NAME

Parse::JCONF - Parse JCONF (JSON optimized for configs)

SYNOPSIS

use strict;
use Parse::JCONF;

my $raw_cfg = do { local $/; <DATA> };
my $parser = Parse::JCONF->new(autodie => 1);

$cfg = $parser->parse($raw_cfg);

$cfg->{modules}{Mo}[1]; # 0.08
$cfg->{enabled}; # Parse::JCONF::Boolean::TRUE or "1" in string context
$cfg->{enabled} == Parse::JCONF::Boolean::TRUE; # yes
$cfg->{enabled} == 1; # no
if ($cfg->{enabled}) { 1 }; # yes
$cfg->{data}[0]; # Test data
$cfg->{query}; # SELECT * from pkg
               # LEFT JOIN ver ON pkg.id=ver.pkg_id
               # WHERE pkg.name IN ("Moose", "Mouse", "Moo", "Mo")
__DATA__
modules = {
    Moose: 1,
    Mouse: 0.91,
    Moo: 0.05, # some comment here about version
    Mo: [0.01, 0.08],
}

enabled = true
data = ["Test data", "Production data"] # some comment about data

query = "SELECT * from pkg
         LEFT JOIN ver ON pkg.id=ver.pkg_id
         WHERE pkg.name IN (\"Moose\", \"Mouse\", \"Moo\", \"Mo\")"

DESCRIPTION

JSON is good, but not very handy for configuration files. JCONF intended to fix this.

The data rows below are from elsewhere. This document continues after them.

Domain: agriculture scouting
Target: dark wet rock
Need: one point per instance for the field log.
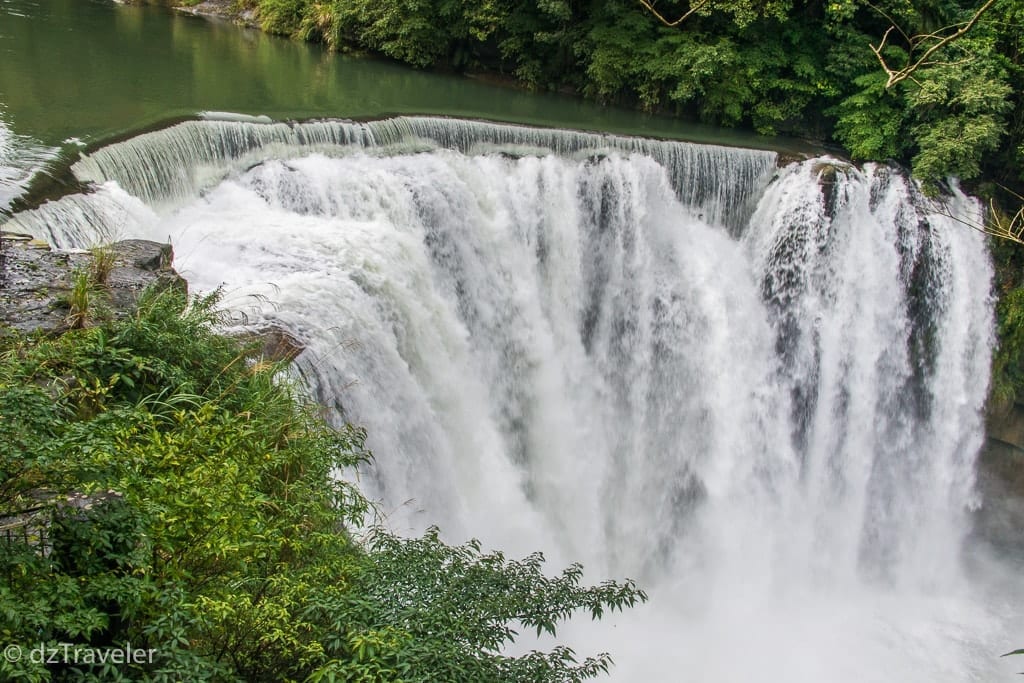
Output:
(1000, 479)
(36, 280)
(276, 344)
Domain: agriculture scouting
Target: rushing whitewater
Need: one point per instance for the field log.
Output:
(759, 395)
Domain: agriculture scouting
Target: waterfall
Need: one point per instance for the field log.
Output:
(759, 395)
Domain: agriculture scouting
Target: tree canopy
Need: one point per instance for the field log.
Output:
(161, 485)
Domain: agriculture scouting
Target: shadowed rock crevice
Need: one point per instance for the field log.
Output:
(37, 281)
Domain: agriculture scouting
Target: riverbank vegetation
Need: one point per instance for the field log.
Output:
(163, 485)
(936, 86)
(796, 67)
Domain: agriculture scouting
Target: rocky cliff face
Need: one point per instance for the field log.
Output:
(1000, 479)
(36, 282)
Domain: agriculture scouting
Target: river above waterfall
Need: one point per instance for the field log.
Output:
(757, 393)
(78, 72)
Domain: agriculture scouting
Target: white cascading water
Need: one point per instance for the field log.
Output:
(760, 396)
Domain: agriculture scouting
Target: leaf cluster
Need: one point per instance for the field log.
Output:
(163, 486)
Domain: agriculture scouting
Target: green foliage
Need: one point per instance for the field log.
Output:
(169, 491)
(771, 66)
(81, 300)
(101, 264)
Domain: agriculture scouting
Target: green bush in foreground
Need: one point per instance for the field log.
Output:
(161, 487)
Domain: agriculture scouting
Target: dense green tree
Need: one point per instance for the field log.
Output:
(165, 487)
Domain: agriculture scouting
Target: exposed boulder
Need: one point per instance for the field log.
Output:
(36, 281)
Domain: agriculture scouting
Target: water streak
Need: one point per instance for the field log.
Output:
(770, 421)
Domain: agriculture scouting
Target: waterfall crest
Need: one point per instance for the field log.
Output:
(586, 344)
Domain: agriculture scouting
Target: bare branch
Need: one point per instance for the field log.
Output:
(649, 6)
(995, 222)
(937, 40)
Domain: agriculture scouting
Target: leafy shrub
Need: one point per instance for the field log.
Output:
(170, 494)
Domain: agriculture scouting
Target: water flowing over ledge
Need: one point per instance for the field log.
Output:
(179, 161)
(759, 394)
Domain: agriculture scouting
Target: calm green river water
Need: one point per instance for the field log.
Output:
(92, 69)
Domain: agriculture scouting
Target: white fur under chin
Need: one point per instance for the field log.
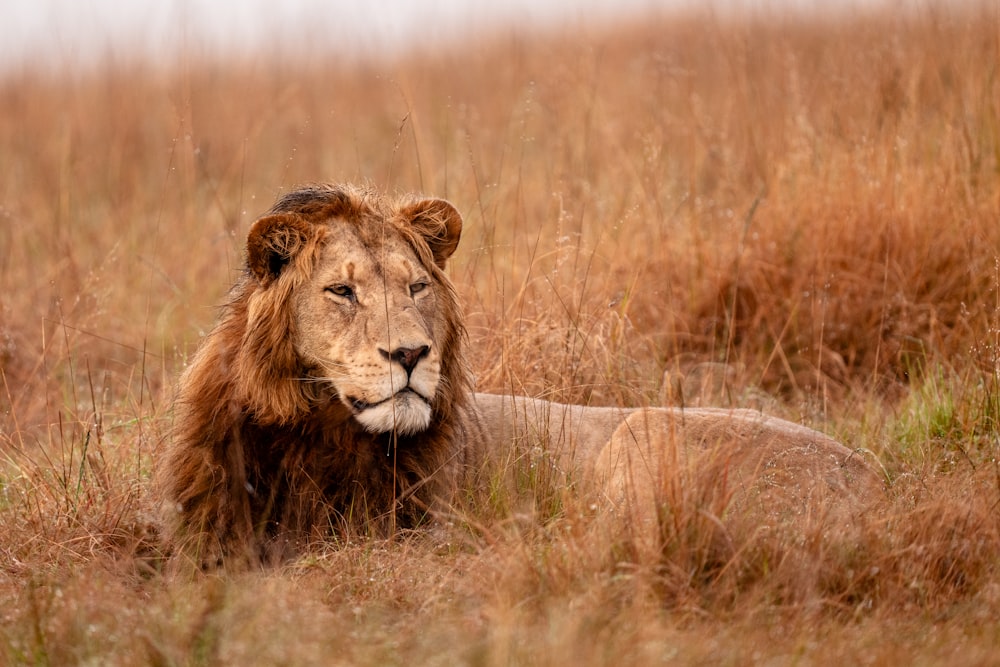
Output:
(406, 414)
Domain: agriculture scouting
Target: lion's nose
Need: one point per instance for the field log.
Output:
(407, 357)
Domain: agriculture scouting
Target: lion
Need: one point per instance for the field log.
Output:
(334, 392)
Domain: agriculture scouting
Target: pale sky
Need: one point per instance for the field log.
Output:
(67, 33)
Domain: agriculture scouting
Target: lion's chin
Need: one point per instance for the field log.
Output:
(406, 413)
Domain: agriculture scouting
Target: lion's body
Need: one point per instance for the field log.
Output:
(334, 392)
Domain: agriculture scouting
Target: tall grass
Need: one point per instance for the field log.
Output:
(810, 207)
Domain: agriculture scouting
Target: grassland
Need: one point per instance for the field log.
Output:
(810, 207)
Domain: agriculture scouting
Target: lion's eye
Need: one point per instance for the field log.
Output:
(343, 291)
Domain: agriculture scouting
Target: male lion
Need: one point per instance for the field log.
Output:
(334, 391)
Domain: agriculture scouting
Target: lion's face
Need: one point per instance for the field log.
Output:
(366, 320)
(371, 315)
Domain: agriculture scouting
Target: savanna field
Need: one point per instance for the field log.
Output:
(797, 216)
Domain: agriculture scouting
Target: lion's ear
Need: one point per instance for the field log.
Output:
(439, 223)
(272, 243)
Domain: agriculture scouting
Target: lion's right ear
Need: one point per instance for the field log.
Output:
(272, 243)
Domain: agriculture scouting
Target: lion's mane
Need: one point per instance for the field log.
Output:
(262, 458)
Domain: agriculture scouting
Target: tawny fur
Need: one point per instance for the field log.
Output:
(268, 454)
(263, 456)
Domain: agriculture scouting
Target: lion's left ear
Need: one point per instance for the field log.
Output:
(439, 223)
(272, 243)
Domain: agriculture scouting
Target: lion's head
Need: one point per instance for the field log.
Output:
(349, 300)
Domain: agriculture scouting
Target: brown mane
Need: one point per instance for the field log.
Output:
(263, 456)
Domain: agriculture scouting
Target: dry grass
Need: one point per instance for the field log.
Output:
(814, 205)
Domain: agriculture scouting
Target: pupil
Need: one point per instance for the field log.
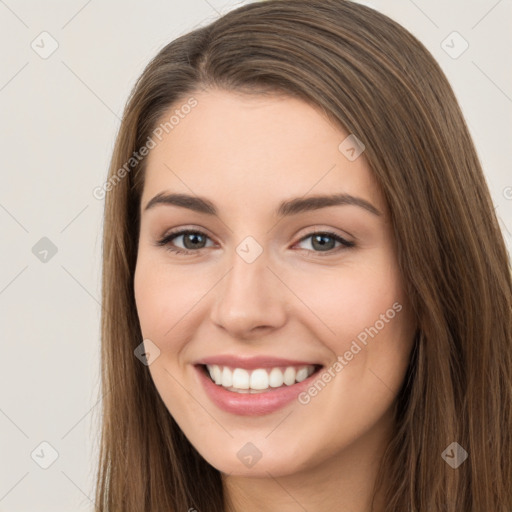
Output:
(320, 239)
(193, 238)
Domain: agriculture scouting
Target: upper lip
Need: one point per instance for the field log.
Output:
(251, 363)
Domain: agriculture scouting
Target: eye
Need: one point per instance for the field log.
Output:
(325, 242)
(194, 240)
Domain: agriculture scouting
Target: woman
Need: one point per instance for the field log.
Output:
(307, 296)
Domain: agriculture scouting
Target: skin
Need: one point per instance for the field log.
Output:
(246, 154)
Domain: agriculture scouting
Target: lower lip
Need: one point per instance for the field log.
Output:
(252, 404)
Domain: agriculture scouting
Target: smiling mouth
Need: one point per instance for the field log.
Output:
(259, 380)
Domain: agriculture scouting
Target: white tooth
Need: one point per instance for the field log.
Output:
(210, 371)
(276, 378)
(227, 377)
(289, 376)
(217, 374)
(302, 374)
(259, 379)
(240, 378)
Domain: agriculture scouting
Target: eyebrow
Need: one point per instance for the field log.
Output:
(286, 208)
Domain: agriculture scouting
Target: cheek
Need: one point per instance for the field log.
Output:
(349, 300)
(168, 300)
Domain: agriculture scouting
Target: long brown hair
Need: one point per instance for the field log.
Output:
(377, 81)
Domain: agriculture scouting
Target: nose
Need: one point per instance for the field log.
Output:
(250, 301)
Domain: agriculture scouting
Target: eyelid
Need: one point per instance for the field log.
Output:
(312, 231)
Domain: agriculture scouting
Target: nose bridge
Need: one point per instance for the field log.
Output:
(250, 296)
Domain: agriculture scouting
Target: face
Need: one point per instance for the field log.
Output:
(294, 305)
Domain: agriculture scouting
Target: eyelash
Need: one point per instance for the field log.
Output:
(165, 242)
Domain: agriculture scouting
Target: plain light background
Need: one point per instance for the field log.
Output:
(59, 117)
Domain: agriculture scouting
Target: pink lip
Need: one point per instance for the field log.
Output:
(247, 404)
(251, 363)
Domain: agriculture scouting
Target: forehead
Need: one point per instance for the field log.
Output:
(254, 150)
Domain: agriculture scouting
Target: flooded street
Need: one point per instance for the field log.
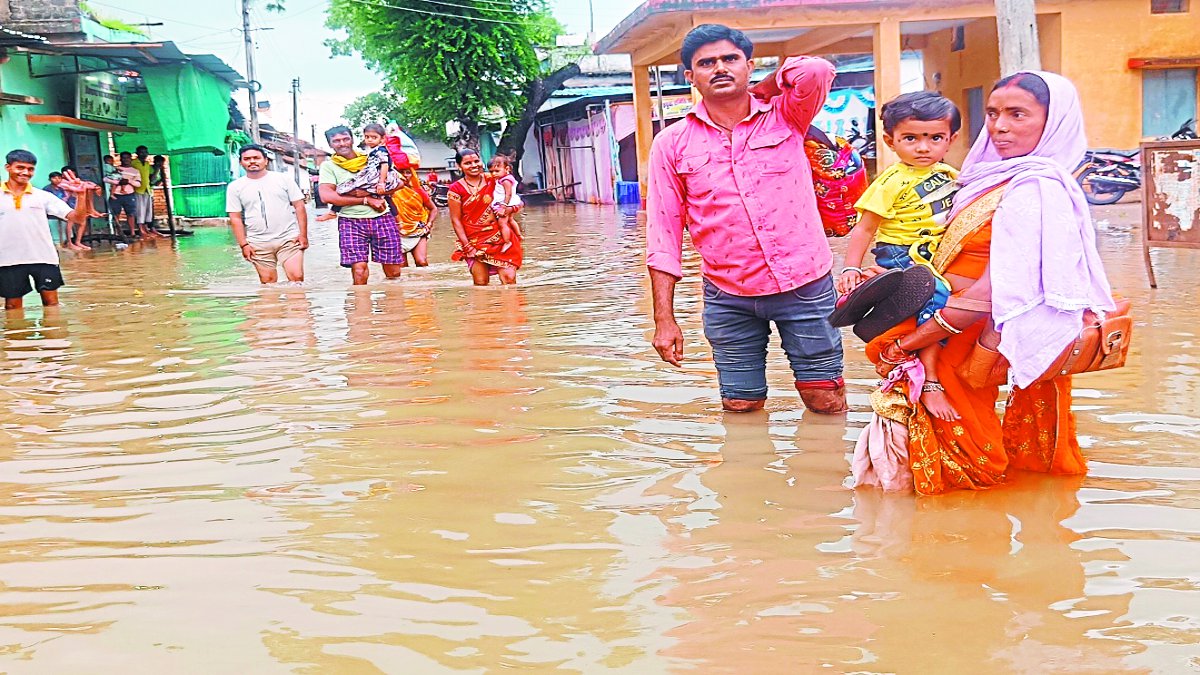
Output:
(204, 476)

It has several differences with JSON format:

bareword - the word which matches /^\w+$/
some_word   # valid
some word   # invalid
"some_word" # invalid
bareword may be used only as object key or root key
object key may be bareword or string
{test: 1}   # valid
{"test": 1} # valid
JCONF root always consists of 0 or more trines: root key (bareword), equals sign (=), any valid JCONF value (number/string/true/false/null/object/array)
value1 = [1,2] # root trine: root key (bareword), equals sign (=), any valid JCONF value
values in the object/array or root trines may be devided with comma "," (like in JSON) or with new line (or even several)
val = [1,2,3,4] # with comma

val = [         # with new line
    1
    2
    3
    4
]

val = {         # several newlines are ok
    a: 1
    
    b: 2
}

val = {        # comma and newlines are ok
    a: 1,
    b: 2
}

val = {       # invalid, several commas is not ok
    a: 1,,b:2
}
comma separator allowed after last element
[1,2,3,4,] # ok
{a:1,b:2,} # ok
new lines, carriage return, tabs are valid symbols in the string
str = "This is valid multiline
JCONF string"
# - is start of the comment, all from this symbol to the end of line will be interpreted as comment
obj = {
    bool: false # this is comment
}

METHODS

new

This is parser object constructor. Available parameters are:

autodie

throw exception on any error if true, default is false (in this case parser methods will return undef on error and error may be found with "last_error" method)

parse

Parses string provided as parameter. Expected string encoding is utf8. On success returns reference to hash. On fail returns undef/throws exception (according to autodie option in the constructor). Exception will be of type Parse::JCONF::Error::Parser.

parse_file

Parses content of the file which path provided as parameter. Expected file content encoding is utf8. On success returns reference to hash. On fail returns undef/throws exception (according to autodie option in the constructor). Exception will be of type Parse::JCONF::Error::IO or Parse::JCONF::Error::Parser.

last_error

Returns error occured for last parse() or parse_file() call. Error will be one of Parse::JCONF::Error subclass or undef (if there was no error).

SEE ALSO

Parse::JCONF::Error, Parse::JCONF::Boolean

COPYRIGHT

Copyright Oleg G <oleg@cpan.org>.

This library is free software; you can redistribute it and/or modify it under the same terms as Perl itself.